Minnesotans can get information on how to access the $35-a-month Lilly insulin at MNinsulin35.org.

New York last year reached a similar settlement with the big three insulin makers, Ellison said. And the attorneys general of California, Illinois, Arizona and Utah, and some local governments, have filed similar lawsuits in the last year, his office said. President Joe Biden’s 2022 Inflation Reduction Act capped out-of-pocket costs of insulin to people on Medicare to $35 a month, but only for seniors.

Lilly said in a statement that the settlement ensures that Minnesotans will have affordable access to its insulins, and that it builds on steps the company has already taken, including price cuts and caps announced last March, that have brought the average monthly out-of-pocket cost for Lilly insulin down to $20.48.
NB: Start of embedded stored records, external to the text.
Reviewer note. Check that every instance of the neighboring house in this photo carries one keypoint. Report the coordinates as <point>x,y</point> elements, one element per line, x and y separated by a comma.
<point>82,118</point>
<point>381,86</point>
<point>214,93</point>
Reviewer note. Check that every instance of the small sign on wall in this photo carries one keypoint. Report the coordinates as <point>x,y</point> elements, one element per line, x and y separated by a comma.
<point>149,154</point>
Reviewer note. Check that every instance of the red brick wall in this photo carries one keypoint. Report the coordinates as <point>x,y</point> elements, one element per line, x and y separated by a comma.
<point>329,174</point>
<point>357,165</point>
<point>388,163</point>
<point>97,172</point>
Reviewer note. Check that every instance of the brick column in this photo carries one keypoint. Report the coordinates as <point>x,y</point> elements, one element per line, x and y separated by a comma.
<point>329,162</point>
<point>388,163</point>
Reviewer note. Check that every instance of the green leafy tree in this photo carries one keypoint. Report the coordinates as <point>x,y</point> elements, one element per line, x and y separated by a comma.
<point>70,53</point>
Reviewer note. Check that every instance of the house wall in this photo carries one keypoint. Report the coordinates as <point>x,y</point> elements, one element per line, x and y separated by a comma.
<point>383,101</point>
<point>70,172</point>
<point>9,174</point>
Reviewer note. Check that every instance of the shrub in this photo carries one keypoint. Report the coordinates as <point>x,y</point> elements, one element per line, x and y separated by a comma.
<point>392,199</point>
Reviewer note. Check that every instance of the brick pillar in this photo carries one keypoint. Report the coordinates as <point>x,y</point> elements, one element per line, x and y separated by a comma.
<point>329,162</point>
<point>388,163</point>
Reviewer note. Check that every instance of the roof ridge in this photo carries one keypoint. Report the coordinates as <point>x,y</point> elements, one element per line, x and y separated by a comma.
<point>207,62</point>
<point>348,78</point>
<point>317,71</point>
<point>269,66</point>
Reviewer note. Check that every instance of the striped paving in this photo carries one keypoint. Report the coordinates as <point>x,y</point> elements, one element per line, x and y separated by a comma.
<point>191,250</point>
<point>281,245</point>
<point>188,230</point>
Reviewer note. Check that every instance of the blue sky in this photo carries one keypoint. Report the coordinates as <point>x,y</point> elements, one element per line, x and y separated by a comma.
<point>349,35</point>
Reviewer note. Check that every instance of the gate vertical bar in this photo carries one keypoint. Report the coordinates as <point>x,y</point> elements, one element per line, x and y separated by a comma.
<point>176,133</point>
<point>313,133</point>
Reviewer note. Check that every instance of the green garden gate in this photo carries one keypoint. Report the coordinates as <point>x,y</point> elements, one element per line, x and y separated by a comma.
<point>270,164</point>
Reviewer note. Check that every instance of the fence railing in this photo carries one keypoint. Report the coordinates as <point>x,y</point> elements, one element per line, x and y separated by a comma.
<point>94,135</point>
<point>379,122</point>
Novo Nordisk last year also announced plans for insulin price cuts starting this year.

Minnesota’s emergency program is named for Alec Smith, who died from diabetic complications in 2017 at the age of 26 after rationing his insulin to make it last longer.

His mother, Nicole Smith-Holt, said at the news conference that there are now multiple ways for diabetics in Minnesota to access affordable insulin, “and it’s going to save so many lives.”